What kind of future awaits Modinomics 2020?
By Peter Jaegeul Song
Staff Reporter at Asia N
Seoul: Narendra Modi began his second term as prime minister with a series of enormous reforms. In a rapid process, he did not hesitate to embark on tackling the long-pending issues, including ending the special status of Jammu and Kashmir under Article 370 of the Constitution, making cuts in the corporate tax rate to boost business and appointing a chief of defence staff to streamline the armed forces as a whole. In December 2019, he tried to enact the Citizenship (Amendment) Act (CAA) in Parliament to make it possible for non-Muslim minorities in three neighbouring Islamic countries to apply for Indian citizenship.
Modi was expected by his people to keep up the momentum when it came to dealing with the exacerbating slowdown in the economy. His government was faced with an 11-year low in the growth of the country’s Gross Domestic Product (GDP). Thus, Modi’s Budget 2020 was seen to the people of India as the government’s best opportunity to bring the economy back on track before it began to incessantly damage the government’s credibility. Yet, after Union finance minister Nirmala Sitharaman delivered her budget speech in Parliament on February 1, many specialists, including the Board of India Today Experts, were stubborn that the government’s stance came nowhere close to being a breakthrough budget. Instead, the conclusion was that while the budget had a portion of promising initiatives across various sectors, collectively, it had fallen far short of people’s expectations.
When Modi was actively implementing various reforms in his first term, his government was saddled with continuous droughts that became the source of distress to farmers. Just then, Modi took a clear turn to the Left and portrayed himself as a leader of the poor. It is undeniable that his government adopted a series of reforms associated with Socialism in the first term best remembered for its development schemes providing toilets, houses for the poor, cooking gas at subsidised prices and simultaneously promising that highways and rural roads would be built at a pace that had not been seen before.

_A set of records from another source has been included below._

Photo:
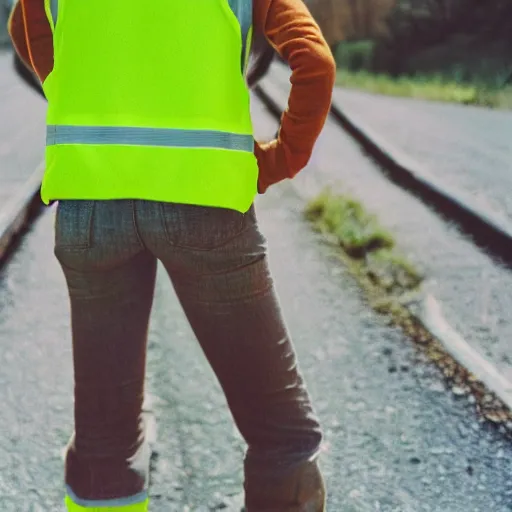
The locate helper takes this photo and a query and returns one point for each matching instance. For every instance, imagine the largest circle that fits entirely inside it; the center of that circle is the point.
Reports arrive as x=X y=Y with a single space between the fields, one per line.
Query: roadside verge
x=493 y=392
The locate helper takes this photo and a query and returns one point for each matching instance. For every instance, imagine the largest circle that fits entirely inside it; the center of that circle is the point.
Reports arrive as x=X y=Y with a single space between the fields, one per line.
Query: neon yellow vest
x=148 y=100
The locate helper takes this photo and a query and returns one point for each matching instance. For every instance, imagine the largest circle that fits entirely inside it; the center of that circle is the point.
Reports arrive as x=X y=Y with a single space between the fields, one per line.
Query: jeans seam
x=135 y=227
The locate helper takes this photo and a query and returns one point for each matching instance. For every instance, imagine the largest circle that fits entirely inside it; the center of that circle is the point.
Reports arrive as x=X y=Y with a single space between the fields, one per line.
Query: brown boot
x=302 y=490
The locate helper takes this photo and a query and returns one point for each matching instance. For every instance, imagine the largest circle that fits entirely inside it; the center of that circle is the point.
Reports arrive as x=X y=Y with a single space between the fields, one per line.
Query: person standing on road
x=151 y=156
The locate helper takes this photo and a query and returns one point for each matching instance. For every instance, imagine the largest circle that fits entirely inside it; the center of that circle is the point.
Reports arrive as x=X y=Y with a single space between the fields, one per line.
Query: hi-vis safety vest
x=149 y=101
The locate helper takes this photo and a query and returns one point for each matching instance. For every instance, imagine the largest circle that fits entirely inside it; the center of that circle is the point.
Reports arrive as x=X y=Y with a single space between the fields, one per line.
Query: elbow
x=326 y=66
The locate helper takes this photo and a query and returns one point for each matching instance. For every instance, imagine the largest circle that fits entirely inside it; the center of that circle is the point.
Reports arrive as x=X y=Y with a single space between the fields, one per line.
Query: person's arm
x=292 y=31
x=32 y=37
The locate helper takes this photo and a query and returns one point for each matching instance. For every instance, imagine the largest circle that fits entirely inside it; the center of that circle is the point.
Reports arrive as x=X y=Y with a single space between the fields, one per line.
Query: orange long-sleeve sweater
x=290 y=29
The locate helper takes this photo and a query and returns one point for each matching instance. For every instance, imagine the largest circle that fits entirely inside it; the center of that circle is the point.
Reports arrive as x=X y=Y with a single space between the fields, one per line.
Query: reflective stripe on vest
x=154 y=106
x=138 y=503
x=162 y=137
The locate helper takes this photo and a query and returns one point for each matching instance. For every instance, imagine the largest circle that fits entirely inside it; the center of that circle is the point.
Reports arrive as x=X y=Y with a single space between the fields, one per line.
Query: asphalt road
x=396 y=440
x=475 y=291
x=467 y=148
x=22 y=128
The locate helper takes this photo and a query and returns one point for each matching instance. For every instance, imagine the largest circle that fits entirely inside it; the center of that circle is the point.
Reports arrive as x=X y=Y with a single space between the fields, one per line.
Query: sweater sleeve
x=32 y=36
x=292 y=31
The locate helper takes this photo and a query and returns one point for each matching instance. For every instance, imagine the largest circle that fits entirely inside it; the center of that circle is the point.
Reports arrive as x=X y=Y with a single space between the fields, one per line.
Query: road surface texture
x=396 y=440
x=22 y=122
x=475 y=292
x=469 y=148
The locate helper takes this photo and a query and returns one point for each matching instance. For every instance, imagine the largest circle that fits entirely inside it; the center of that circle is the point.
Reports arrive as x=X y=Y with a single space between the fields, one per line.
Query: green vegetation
x=433 y=87
x=370 y=248
x=457 y=71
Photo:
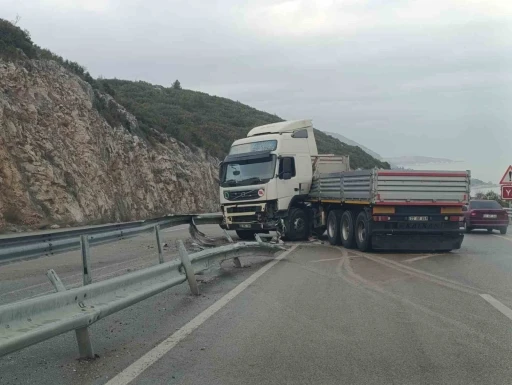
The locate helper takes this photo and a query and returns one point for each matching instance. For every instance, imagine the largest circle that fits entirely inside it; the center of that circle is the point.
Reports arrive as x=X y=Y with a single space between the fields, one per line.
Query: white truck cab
x=263 y=173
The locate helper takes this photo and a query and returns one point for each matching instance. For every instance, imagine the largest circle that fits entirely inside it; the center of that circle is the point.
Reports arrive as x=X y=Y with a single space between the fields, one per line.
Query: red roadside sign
x=507 y=177
x=506 y=192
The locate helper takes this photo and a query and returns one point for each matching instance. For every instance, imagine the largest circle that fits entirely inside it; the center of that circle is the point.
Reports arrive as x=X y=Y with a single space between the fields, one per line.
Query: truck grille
x=244 y=218
x=241 y=195
x=243 y=209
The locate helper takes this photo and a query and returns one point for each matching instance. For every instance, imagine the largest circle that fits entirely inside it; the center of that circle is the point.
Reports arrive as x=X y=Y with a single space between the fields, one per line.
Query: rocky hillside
x=210 y=122
x=60 y=161
x=76 y=150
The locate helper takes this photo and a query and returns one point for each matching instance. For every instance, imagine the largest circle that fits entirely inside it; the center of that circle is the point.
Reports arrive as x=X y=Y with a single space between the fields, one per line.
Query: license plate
x=418 y=219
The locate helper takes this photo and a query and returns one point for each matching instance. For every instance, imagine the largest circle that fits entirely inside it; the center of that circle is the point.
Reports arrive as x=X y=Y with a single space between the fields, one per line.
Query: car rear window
x=492 y=205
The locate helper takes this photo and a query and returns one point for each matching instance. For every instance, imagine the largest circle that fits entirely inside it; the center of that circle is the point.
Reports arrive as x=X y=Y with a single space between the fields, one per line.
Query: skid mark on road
x=420 y=257
x=502 y=237
x=368 y=285
x=421 y=274
x=498 y=305
x=326 y=260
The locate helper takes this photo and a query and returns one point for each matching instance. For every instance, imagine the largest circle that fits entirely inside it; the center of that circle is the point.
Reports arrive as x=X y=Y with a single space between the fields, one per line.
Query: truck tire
x=347 y=229
x=297 y=228
x=362 y=232
x=333 y=227
x=246 y=235
x=319 y=231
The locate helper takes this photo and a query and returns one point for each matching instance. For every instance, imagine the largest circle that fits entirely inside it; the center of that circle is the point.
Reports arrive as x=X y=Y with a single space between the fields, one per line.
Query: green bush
x=15 y=44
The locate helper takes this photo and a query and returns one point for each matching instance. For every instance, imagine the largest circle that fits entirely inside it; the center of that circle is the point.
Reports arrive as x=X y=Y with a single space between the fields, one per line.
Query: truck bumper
x=417 y=242
x=247 y=226
x=246 y=216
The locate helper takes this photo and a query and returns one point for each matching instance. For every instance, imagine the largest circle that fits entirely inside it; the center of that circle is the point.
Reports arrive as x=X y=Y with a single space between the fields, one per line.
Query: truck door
x=287 y=185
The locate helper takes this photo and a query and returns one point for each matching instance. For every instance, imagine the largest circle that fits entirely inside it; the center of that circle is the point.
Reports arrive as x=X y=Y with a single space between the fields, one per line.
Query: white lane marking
x=148 y=359
x=420 y=257
x=502 y=237
x=498 y=305
x=325 y=260
x=175 y=229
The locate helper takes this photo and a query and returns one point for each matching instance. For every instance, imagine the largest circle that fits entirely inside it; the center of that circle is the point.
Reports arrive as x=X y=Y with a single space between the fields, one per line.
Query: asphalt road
x=320 y=315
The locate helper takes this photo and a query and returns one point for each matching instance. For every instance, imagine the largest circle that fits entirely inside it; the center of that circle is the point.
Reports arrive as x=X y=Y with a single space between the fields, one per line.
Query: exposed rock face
x=60 y=161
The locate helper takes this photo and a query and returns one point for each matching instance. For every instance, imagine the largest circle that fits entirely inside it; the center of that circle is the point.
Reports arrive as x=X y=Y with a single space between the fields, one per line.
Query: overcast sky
x=427 y=77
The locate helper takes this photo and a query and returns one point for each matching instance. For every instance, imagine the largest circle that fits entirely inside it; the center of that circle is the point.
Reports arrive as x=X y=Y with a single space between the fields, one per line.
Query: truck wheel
x=246 y=235
x=319 y=231
x=347 y=229
x=333 y=227
x=362 y=232
x=297 y=228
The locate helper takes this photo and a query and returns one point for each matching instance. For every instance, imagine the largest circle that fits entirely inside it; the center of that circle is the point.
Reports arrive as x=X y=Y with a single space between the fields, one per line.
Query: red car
x=485 y=214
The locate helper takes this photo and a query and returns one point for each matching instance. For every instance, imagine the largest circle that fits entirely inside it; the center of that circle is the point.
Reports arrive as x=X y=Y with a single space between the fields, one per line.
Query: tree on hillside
x=176 y=85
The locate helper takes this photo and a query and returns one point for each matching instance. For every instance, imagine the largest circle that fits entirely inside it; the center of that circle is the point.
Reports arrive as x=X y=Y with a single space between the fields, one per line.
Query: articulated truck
x=275 y=180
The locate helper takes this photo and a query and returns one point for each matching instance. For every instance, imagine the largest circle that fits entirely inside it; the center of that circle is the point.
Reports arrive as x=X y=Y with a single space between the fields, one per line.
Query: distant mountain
x=480 y=183
x=351 y=142
x=406 y=161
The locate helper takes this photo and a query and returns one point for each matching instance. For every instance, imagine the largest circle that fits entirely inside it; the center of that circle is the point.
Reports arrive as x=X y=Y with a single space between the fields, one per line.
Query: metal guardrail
x=509 y=211
x=31 y=321
x=37 y=245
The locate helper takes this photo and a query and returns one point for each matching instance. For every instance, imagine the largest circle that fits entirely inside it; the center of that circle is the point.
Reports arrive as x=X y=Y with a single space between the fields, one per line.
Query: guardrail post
x=84 y=343
x=237 y=262
x=189 y=270
x=228 y=237
x=86 y=260
x=55 y=280
x=159 y=244
x=82 y=335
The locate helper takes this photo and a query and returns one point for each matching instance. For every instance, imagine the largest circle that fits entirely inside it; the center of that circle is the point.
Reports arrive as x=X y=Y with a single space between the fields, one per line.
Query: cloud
x=404 y=77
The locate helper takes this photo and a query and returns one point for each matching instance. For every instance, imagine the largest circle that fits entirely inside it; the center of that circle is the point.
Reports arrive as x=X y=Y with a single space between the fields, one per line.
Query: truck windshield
x=248 y=172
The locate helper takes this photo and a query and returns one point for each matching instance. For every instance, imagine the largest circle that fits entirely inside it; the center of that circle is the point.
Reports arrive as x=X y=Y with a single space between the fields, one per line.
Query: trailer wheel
x=246 y=235
x=297 y=228
x=333 y=227
x=347 y=229
x=319 y=231
x=362 y=232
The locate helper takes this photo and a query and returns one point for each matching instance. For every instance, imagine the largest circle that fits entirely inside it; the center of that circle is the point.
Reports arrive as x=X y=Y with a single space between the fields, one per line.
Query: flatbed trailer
x=388 y=209
x=275 y=180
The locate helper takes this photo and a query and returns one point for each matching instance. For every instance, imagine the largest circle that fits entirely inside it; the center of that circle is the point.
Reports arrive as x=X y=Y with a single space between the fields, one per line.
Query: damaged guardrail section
x=37 y=245
x=31 y=321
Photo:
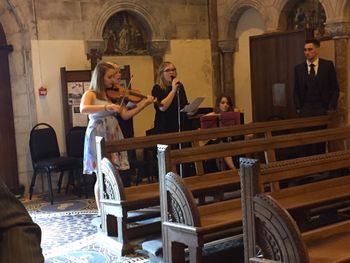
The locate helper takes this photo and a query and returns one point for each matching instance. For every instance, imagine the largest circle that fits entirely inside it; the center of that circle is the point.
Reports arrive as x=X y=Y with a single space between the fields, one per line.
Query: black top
x=167 y=121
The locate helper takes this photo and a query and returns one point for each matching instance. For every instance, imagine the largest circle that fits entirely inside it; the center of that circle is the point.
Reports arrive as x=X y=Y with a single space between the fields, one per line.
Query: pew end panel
x=191 y=227
x=268 y=220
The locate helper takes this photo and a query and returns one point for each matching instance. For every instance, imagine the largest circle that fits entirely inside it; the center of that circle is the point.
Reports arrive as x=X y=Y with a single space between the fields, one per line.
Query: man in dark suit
x=20 y=237
x=316 y=89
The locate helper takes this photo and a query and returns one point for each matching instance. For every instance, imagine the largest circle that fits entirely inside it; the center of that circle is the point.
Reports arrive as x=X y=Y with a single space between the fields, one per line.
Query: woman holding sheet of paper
x=171 y=94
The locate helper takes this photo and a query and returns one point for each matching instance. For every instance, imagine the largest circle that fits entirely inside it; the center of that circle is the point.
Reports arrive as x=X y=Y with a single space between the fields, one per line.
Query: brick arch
x=333 y=11
x=141 y=13
x=233 y=14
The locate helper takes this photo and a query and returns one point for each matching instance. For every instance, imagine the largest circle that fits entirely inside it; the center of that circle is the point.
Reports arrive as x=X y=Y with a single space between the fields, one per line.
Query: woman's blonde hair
x=97 y=79
x=160 y=78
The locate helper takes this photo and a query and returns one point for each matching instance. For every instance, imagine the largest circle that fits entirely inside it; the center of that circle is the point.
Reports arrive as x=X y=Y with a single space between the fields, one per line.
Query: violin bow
x=126 y=89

It is clear that such experience of managing the economy in his first term seemed to have strengthened Modi’s belief that gradual adaptation of reforms could produce far better results for growth than major rapid treatment. To keep up the momentum of his belief, Modi, soon after being re-elected prime minister, announced the grand goal of doubling the size of the Indian economy to $5 trillion just in five years. He then launched a series of measures to vitalise the four main drivers of the country’s economic growth: individual consumption, private investment, government spending and exports. In the July 2019 budget, Rs 70,000 crore was set aside for recapitalising debt-ridden public sector banks to stabilise the debilitating credit squeeze in the financial sector.
To boost consumption and job-creation through government spending, Modi, in his Independence Day speech, announced that his government was dedicated to spending a massive Rs 100 lakh crore over five years on harnessing new infrastructure projects. In September 2019, to further encourage private investments by investors, he did not hesitate to put more money in the hands of businesses by announcing a noticeable reduction in the corporate tax rate. However, the unexpected slowbalisation as well as rising protectionism have so far limited the government’s visions. Modi has yet to come up with a cohesive plan to boost exports.
Overall, Budget 2020 that has been recently announced makes it clear that the wealth creators should not only be a handful of industrialists, but be inclusive across all sections of society. In the past, giving away Mudra loans and providing incentives for the start-ups were the initiatives that actually helped create people’s own form of wealth for a vast swathe of Indians who had so far been denied the fruits of development. Budget 2020 should, therefore, be seen as a continuum with the policies Modi has kept up with, rather than a sudden deviation from them.
In short, the Modi government needs to come up with a more inclusive and bolder reforms to put the economy back on the fast track if it has to achieve its $5 trillion goal by 2024. A policy of gradualism will not eternally work, as reforms need to be done on the field, downright. As John Maynard Keynes warned long ago, “In the long run, we are all dead.”